Хотя я согласен с этими эмпирическими утверждениями и заключениями, я предпочел бы поставить их в более широкие исторические и теоретические рамки. Автономия власти государства не является постоянной. Как мы видели в начальных главах, средневековые государства обладали крайне малой властью, оказывали небольшое воздействие на развитие классовой борьбы и гораздо большее — на исходе военных сражений, которые в основном были сражениями между конгломератами автономных феодальных ополчений. Однако постепенно государства заполучили все эти автономные власти, и я пытался объяснить, почему им это удалось. Государства предоставляли территориальную централизованную организацию и геополитическую дипломатию. Полезность подобной организации власти была маргинальной в ранние Средние века. Но функциональность таких организаций для господствовавших группировок стала расти, особенно на поле боя и в организации торговли. Вопреки контрудару, нанесенному территориально децентрализованными агентами, такими разнообразными, как католическая церковь, герцогство Бургундия, частные индийские компании, эта полезность стала расти. Однако, чтобы понять почему, нам необходимо выйти за пределы области, в которой мы принимаем такую вещь, как сильные государства, как нечто само собой разумеющееся. Именно это и есть момент создания исторической социологии в широком масштабе.

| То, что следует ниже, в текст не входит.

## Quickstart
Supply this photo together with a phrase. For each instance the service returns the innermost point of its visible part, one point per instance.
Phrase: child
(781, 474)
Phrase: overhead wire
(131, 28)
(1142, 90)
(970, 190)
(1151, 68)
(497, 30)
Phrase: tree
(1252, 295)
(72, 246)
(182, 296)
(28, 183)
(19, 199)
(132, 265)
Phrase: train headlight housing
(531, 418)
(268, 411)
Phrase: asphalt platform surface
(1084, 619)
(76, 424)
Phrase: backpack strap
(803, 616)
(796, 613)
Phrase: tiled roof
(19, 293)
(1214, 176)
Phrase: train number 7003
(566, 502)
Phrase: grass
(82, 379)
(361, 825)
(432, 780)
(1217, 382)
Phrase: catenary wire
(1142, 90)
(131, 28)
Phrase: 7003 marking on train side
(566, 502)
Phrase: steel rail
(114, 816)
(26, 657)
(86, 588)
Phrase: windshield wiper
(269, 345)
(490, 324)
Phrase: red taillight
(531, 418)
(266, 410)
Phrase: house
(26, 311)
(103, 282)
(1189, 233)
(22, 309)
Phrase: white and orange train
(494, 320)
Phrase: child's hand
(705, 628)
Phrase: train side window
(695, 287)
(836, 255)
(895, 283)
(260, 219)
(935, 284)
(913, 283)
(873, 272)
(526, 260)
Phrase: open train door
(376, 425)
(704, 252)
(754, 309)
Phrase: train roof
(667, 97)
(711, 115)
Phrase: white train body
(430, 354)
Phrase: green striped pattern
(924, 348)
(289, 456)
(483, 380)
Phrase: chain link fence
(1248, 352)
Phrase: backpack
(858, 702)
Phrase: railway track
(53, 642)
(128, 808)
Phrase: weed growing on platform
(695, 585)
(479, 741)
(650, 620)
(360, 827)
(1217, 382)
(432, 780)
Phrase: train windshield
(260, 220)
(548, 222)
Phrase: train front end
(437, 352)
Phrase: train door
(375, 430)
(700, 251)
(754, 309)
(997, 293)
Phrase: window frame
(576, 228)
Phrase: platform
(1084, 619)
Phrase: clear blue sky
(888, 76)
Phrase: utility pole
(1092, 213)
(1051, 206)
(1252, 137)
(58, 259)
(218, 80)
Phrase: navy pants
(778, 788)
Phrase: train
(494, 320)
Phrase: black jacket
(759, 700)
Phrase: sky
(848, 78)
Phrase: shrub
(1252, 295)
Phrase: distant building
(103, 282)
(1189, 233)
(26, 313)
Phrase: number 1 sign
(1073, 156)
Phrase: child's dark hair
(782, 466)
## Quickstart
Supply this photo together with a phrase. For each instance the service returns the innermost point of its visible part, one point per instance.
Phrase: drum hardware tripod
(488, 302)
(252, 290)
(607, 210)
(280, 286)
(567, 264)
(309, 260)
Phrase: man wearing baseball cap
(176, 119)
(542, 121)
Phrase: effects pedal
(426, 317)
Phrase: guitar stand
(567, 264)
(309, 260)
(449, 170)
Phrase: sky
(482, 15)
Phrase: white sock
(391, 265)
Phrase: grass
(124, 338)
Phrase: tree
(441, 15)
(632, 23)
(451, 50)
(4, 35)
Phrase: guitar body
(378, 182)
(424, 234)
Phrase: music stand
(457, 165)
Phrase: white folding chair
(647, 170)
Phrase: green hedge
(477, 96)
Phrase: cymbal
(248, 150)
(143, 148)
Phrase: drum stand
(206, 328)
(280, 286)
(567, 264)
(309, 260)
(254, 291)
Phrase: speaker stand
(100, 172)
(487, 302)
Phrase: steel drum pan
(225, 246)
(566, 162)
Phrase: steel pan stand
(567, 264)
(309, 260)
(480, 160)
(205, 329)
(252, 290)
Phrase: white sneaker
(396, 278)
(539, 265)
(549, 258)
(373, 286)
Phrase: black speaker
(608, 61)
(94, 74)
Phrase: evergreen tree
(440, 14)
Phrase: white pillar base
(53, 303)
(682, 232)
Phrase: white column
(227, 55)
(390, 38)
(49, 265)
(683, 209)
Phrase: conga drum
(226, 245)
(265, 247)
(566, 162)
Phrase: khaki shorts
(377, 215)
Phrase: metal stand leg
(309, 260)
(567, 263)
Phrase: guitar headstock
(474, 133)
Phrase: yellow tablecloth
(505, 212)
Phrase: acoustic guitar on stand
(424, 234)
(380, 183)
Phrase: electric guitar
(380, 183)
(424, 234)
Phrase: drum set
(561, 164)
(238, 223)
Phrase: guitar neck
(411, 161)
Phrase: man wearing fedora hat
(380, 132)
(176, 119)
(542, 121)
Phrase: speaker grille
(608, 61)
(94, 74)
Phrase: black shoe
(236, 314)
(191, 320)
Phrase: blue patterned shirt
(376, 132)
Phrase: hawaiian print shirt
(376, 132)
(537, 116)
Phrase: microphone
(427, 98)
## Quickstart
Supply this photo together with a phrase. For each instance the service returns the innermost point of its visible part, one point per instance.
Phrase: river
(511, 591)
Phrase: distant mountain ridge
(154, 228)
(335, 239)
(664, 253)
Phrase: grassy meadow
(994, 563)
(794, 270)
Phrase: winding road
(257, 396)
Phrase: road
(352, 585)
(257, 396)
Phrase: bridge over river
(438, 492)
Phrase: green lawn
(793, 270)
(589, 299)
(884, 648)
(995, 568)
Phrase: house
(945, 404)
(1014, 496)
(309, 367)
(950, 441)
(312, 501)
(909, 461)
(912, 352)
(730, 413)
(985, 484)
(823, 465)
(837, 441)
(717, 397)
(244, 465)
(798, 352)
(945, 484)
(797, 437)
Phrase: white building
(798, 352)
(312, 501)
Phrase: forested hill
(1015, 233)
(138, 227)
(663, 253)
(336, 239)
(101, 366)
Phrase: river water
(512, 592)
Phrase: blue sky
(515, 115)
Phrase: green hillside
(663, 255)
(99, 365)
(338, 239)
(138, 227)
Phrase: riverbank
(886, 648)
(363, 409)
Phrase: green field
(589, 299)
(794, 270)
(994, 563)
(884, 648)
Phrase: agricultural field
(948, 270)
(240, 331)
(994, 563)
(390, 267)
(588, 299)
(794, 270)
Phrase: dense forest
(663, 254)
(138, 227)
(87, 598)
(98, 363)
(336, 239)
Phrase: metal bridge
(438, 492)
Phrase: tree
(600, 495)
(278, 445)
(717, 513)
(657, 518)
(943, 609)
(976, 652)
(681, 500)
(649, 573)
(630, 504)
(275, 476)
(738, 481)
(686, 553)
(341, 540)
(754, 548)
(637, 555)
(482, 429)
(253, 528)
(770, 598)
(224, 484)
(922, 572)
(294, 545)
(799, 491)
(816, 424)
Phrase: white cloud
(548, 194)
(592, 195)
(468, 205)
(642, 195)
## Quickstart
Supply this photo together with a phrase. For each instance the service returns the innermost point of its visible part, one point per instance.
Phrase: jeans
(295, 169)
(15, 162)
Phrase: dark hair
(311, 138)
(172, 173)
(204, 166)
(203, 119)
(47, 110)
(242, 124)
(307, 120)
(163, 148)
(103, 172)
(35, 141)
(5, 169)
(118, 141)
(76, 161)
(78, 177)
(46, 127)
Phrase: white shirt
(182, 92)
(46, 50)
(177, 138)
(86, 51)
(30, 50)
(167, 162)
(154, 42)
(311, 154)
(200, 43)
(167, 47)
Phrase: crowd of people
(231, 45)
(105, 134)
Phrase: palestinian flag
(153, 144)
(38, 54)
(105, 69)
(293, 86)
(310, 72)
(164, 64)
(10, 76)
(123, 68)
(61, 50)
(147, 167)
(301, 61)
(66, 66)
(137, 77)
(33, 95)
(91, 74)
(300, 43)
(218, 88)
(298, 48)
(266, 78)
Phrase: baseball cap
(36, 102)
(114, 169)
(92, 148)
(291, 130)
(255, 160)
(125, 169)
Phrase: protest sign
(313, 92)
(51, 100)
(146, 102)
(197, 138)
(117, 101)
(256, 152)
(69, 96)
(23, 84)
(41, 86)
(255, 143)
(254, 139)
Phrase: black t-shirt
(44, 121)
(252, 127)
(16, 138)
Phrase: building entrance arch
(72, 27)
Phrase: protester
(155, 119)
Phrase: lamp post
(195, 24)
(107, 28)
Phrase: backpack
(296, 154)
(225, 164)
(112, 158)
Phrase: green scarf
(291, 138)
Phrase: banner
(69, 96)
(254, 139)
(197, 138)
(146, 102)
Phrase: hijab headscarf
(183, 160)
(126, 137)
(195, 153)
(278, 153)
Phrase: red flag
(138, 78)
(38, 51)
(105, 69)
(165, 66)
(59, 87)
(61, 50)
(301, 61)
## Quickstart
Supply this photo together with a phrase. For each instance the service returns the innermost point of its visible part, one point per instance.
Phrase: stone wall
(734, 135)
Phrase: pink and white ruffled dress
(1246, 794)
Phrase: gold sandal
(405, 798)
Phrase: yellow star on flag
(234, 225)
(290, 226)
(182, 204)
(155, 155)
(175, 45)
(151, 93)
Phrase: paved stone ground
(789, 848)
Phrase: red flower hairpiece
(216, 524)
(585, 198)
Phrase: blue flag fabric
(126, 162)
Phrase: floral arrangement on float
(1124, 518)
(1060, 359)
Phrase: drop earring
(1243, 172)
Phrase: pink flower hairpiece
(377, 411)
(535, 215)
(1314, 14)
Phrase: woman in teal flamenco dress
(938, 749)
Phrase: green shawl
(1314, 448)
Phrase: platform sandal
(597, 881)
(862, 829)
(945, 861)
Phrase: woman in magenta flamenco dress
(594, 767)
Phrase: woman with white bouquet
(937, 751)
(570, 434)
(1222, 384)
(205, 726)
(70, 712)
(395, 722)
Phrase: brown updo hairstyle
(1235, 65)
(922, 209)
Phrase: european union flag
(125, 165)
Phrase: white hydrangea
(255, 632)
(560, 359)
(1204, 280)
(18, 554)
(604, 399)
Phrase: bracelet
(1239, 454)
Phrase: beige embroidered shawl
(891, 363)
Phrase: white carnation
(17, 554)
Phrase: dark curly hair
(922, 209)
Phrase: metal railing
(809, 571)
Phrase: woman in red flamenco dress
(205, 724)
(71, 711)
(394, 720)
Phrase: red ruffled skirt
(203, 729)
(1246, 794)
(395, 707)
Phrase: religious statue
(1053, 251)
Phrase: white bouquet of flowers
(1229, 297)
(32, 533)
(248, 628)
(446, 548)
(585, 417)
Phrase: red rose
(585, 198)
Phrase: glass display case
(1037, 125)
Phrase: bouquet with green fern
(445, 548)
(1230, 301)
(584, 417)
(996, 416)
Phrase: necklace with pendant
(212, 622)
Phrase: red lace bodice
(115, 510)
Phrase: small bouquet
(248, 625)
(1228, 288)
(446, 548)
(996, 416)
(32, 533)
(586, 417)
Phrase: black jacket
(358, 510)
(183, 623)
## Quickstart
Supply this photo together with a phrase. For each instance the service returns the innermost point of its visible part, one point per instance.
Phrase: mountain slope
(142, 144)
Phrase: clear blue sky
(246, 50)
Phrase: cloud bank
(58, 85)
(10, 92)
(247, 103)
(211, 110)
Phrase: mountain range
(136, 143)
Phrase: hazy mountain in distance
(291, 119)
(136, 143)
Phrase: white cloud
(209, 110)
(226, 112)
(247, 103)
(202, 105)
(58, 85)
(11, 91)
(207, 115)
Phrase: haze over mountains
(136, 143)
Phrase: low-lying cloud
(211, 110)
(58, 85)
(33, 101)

В более узком временном интервале этой главы я описал два отдельных смысла, в которых отношения экономической, военной и политической власти могут влиять друг на друга и прокладывать пути для социального развития. Первый смысл касается оформления в пространстве возникающих классовых отношений существующими геополитическими единицами. Это аспект «коллективной власти» (см. главу 1). В этом случае растущая зависимость капиталистических классов от государств в регуляции прав собственности оформляла первых в пространственном отношении. Торговцы и землевладельцы-капиталисты входили в мир возникавших непримиримых, хотя и дипломатически регулируемых государств и усиливали его. Их потребности в государственном регулировании и уязвимость внутри государства и на геополитической арене, а также государственная потребность в финансах подталкивали классы и государства к территориально централизованной организации. Государственные границы становились более отчетливыми, а культурные, религиозные и классовые отношения — более натурализованными. В конечном итоге британская, французская и голландская буржуазия существовала, а экономическое взаимодействие между этими национальными единицами и классами было незначительным. Каждое основное геополитическое государство было само по себе виртуальной сетью производства, распределения, обмена и потребления (то, что я назвал «цепями практик») в широко регулируемом межгосударственном пространстве. Эти национальные параметры были установлены за несколько веков до того, как мы смогли обоснованно говорить о появлении второго основного класса капиталистического производства — пролетариата. Мир, в котором возник пролетариат, будет предметом следующего тома.